Most instances of aneuploidy result from accidental chromosome missegregation at meiosis (nondisjunction). The error is spontaneous and can occur in any particular meiocyte at the first or second division. In humans, a maternal-age effect is associated with nondisjunction of chromosome 21, resulting in a higher incidence of Down syndrome in the children of older mothers.

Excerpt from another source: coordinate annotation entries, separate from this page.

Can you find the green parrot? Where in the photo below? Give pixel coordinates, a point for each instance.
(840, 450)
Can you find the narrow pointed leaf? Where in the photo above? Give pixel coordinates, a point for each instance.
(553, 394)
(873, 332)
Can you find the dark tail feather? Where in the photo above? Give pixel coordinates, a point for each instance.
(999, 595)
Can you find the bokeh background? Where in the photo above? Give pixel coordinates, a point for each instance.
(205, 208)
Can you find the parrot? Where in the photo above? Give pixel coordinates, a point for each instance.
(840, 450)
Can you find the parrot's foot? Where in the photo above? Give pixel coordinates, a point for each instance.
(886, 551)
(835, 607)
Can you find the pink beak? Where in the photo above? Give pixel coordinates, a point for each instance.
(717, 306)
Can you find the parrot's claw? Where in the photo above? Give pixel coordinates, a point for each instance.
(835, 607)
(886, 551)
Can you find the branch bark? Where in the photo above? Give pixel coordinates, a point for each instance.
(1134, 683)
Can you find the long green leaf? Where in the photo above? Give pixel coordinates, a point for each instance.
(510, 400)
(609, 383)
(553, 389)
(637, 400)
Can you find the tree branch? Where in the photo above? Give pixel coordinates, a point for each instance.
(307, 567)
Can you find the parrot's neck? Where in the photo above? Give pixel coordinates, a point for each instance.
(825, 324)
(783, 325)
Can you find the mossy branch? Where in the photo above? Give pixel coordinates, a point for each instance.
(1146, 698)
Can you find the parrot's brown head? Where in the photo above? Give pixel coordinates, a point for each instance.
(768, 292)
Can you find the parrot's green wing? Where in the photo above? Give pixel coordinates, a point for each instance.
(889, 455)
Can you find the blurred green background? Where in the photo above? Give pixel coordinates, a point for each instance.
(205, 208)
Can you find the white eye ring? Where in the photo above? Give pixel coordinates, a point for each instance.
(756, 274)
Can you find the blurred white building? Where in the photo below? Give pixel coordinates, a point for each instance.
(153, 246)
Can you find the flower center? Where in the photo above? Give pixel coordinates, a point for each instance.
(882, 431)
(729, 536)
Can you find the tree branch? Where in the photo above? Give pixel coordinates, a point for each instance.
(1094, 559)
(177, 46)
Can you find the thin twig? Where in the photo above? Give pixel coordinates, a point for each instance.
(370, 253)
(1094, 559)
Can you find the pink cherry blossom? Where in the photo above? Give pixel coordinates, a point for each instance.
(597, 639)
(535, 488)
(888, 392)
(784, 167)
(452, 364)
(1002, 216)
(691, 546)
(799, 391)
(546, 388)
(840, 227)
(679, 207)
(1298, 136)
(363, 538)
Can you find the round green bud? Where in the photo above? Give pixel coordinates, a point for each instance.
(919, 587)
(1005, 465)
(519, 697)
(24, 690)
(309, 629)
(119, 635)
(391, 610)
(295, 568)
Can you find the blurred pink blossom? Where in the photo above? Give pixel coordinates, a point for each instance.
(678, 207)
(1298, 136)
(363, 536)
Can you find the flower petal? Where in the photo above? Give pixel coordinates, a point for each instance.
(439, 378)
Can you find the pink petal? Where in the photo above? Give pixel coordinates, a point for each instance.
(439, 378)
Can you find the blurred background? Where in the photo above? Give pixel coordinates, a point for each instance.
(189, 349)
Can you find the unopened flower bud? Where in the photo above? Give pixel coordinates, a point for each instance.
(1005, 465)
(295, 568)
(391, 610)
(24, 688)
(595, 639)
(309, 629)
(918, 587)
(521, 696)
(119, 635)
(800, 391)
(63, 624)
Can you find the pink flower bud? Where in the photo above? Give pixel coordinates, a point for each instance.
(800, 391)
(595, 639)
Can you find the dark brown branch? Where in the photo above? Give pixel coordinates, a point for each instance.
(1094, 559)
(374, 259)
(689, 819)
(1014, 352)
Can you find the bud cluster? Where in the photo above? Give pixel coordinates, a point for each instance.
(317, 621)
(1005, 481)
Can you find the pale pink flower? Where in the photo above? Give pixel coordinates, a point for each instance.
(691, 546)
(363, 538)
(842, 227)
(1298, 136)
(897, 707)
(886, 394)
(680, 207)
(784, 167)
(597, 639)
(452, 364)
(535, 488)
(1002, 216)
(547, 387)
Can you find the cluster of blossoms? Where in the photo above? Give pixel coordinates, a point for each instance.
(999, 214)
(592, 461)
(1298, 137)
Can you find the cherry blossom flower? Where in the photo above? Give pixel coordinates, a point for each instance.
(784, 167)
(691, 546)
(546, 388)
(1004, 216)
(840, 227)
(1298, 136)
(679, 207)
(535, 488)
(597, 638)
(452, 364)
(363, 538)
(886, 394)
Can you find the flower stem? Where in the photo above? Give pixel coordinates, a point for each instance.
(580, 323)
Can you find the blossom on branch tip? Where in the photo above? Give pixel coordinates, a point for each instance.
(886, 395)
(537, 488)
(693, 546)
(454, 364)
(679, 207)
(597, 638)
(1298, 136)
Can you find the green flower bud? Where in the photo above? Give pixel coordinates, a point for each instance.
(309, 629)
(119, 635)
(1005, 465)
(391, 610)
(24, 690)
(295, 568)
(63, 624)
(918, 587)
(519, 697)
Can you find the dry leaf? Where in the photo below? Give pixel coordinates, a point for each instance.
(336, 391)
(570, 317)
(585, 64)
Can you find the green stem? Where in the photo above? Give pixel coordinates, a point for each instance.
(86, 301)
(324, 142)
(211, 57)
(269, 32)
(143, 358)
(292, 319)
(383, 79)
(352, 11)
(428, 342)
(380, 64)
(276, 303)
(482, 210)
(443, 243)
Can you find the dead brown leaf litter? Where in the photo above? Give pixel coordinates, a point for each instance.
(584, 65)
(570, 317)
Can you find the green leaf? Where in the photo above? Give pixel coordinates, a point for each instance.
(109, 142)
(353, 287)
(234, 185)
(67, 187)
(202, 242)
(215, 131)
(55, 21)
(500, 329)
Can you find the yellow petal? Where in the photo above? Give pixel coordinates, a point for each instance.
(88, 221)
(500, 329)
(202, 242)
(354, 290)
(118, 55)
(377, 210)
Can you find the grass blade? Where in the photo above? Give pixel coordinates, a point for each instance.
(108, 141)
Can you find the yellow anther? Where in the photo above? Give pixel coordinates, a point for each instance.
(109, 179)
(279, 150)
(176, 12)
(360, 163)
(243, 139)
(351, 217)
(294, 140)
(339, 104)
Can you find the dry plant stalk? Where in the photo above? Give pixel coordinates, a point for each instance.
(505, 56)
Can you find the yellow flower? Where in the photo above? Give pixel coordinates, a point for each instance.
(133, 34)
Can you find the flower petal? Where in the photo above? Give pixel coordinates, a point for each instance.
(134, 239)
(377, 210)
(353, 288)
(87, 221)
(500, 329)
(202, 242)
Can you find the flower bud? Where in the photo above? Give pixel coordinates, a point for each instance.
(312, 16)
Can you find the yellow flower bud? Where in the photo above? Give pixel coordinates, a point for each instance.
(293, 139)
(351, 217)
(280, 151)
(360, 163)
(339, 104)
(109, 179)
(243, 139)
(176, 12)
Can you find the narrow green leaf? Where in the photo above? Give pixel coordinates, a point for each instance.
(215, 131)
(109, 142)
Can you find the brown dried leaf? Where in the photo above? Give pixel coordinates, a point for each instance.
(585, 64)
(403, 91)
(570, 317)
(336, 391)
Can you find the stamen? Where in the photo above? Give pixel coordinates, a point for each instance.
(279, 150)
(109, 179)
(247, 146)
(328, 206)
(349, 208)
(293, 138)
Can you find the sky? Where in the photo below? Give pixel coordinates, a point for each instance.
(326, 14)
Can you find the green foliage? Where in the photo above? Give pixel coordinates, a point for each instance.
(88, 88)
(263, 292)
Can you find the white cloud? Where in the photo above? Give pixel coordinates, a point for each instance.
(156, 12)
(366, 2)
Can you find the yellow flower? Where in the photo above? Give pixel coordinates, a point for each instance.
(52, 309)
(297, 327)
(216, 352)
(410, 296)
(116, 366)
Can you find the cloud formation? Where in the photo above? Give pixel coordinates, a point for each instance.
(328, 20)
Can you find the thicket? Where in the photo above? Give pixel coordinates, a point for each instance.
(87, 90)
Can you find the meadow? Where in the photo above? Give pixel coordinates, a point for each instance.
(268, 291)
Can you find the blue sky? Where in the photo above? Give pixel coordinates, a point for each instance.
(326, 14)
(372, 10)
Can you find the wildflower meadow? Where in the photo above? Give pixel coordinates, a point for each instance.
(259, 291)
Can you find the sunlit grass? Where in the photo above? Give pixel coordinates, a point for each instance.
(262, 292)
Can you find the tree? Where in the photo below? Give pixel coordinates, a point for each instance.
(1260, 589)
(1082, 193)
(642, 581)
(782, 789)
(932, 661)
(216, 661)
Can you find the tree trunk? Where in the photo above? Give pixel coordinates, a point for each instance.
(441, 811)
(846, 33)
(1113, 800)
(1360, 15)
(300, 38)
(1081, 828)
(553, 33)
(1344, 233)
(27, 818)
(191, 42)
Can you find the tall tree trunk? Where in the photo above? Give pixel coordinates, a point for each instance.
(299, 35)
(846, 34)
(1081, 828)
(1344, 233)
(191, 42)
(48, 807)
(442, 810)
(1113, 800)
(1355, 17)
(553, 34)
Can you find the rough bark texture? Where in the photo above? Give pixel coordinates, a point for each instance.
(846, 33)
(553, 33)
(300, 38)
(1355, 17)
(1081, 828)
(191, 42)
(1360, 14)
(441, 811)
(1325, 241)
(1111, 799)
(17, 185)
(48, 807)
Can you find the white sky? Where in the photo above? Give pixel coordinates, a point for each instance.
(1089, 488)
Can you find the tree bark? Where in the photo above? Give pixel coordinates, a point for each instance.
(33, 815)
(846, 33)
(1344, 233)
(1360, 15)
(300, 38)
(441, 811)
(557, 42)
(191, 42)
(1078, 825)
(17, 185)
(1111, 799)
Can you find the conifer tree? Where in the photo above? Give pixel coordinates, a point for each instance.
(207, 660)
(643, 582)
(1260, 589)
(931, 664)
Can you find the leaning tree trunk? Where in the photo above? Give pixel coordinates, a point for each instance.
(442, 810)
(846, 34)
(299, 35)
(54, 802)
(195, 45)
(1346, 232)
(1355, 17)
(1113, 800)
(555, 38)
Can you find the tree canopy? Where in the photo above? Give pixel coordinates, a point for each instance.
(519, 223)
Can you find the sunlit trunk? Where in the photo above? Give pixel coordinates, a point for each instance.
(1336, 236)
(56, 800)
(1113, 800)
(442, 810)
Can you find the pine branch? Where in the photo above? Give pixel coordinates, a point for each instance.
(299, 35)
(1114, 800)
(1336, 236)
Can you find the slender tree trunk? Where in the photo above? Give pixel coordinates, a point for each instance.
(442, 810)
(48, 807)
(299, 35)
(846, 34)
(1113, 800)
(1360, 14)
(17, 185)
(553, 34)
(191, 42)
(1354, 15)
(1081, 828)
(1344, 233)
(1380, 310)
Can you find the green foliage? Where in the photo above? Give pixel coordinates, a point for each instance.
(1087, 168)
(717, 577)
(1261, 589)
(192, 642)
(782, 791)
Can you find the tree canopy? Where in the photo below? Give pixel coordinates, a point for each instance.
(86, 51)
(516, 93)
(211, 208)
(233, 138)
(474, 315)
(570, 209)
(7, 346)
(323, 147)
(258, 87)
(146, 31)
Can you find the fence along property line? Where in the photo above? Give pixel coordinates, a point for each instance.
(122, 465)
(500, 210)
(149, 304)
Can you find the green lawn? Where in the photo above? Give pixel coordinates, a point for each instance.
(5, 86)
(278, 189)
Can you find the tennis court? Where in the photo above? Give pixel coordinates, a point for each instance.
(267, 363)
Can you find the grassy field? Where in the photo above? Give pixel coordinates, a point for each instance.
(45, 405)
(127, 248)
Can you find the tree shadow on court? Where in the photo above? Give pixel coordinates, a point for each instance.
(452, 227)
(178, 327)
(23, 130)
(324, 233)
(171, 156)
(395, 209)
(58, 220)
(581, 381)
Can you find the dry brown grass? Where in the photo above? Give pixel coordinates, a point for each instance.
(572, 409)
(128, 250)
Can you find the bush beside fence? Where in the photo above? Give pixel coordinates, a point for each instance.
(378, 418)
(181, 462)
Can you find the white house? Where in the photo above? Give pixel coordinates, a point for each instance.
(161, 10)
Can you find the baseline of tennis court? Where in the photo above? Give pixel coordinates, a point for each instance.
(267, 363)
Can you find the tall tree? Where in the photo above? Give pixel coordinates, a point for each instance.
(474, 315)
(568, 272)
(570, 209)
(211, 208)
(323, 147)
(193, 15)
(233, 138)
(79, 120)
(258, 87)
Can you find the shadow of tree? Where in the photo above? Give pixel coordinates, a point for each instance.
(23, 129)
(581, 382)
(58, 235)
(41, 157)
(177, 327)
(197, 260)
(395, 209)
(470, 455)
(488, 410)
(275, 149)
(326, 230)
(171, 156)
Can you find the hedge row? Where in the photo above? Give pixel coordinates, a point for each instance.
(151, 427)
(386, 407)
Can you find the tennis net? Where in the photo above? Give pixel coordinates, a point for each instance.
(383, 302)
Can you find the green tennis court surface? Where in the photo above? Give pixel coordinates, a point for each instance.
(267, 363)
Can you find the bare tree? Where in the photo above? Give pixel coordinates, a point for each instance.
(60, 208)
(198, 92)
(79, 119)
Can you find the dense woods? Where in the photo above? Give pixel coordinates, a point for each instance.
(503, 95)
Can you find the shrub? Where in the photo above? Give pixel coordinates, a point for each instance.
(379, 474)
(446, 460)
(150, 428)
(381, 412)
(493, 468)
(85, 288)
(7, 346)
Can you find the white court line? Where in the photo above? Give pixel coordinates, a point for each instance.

The other general category of chromosome mutations comprises structural rearrangements, which include deletions, duplications, inversions, and translocations. These changes result either from breakage and incorrect reunion or from crossing over between repetitive elements (nonallelic homologous recombination). Chromosomal rearrangements are an important cause of ill health in human populations and are useful in engineering special strains of organisms for experimental and applied genetics. In organisms with one normal chromosome set plus a rearranged set (heterozygous rearrangements), there are unusual pairing structures at meiosis resulting from the strong pairing affinity of homologous chromosome regions. For example, heterozygous inversions show loops, and reciprocal translocations show cross-shaped structures. Segregation of these structures results in abnormal meiotic products unique to the rearrangement.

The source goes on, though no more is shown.